Autre cas : celui de Team Partners, qui a racheté CGBI et Datem en 2006. Dans son document de référence, la SSII (1 700 personnes environ, 126 millions d'euros en 2008) indiquait avoir obtenu un moratoire sur sa dette bancaire de 10 millions d'euros, ainsi qu'un étalement de ses dettes sociales et fiscales (12,8 millions). Mais, en raison de "prévisions de trésorerie très tendues", le groupe a dû de nouveau renégocier ce second accord, afin "d’alléger les échéances 2009". Et la société, qui a passé 6,7 millions de charges de restructuration en 2008, pourrait aussi ne pas être au bout de ses peines de ce côté-là. Dans son document de référence, la SSII fait état d'un taux d'activité de ses consultants (congés exclus) de 81 % environ au premier semestre 2009. Tout en reconnaissant : "un taux inférieur à 90 % peut être considéré comme un niveau en dessous duquel des mesures doivent être prises afin de réduire au maximum la sous-activité". Team Partners dit aujourd'hui se concentrer sur sa rentabilité, quitte à abandonner certains contrats, ce qui explique pour partie la décrue de 15 % de son chiffre d'affaires au premier semestre.

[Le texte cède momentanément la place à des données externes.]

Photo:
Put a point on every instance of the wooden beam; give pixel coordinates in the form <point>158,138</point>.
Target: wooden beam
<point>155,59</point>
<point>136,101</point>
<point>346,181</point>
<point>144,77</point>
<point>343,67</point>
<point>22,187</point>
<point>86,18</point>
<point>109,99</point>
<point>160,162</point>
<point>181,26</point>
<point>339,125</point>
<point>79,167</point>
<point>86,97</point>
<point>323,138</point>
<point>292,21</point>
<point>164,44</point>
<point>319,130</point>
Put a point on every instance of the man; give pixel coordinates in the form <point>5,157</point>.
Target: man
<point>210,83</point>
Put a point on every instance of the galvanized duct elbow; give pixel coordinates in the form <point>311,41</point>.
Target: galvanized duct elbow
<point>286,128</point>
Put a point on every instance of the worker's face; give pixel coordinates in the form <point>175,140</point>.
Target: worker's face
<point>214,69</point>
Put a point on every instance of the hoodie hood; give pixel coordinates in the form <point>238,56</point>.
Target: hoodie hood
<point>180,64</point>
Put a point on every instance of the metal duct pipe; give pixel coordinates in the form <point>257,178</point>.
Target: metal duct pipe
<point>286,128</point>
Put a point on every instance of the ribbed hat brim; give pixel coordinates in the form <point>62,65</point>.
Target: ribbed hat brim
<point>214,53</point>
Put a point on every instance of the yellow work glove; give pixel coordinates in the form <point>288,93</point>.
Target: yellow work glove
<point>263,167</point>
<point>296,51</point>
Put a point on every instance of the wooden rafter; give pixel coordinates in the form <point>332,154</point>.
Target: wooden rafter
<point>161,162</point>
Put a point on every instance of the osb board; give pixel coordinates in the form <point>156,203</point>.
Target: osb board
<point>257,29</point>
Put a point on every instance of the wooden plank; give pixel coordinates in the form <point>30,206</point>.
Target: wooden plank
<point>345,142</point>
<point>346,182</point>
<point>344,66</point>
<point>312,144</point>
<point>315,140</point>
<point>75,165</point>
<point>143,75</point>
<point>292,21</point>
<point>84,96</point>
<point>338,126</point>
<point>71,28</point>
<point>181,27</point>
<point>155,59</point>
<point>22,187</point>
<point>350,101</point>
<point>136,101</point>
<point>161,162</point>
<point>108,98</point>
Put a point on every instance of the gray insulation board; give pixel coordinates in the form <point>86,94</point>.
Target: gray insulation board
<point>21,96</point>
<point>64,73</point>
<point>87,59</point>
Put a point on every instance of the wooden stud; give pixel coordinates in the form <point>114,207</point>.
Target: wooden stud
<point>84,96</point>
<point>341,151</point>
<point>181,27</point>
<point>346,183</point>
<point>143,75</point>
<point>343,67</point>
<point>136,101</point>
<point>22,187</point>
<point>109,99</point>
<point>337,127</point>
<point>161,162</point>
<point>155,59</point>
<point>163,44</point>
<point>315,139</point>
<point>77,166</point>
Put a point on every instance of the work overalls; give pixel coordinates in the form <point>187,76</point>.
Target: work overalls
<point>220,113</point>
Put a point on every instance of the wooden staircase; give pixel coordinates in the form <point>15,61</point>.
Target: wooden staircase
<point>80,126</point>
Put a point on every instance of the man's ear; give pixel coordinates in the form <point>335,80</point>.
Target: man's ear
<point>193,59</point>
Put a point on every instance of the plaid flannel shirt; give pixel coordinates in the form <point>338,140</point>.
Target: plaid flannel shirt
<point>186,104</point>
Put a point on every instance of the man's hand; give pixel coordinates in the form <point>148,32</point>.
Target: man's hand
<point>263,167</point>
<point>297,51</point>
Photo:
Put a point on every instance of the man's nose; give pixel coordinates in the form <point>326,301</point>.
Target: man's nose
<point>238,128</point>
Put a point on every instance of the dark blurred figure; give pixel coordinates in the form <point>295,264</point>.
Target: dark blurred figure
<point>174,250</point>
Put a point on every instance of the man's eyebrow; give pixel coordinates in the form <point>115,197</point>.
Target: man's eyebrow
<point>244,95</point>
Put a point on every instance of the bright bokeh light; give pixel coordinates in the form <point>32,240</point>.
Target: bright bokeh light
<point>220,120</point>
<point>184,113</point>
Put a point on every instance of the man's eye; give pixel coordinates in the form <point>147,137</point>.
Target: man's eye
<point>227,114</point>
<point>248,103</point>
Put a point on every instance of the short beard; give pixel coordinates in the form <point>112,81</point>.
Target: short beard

Au-delà même de ces sociétés de taille moyenne, des rumeurs de vente entourent désormais des SSII de premier plan. Selon l'agence Reuters, HP songerait à revendre une partie de ses activités d'outsourcing. Une branche que le géant avait pourtant musclé, en annonçant le rachat en mai 2008 de la SSII américaine EDS. Une emplette qui avait coûté près de 14 milliards de dollars à HP à l'époque.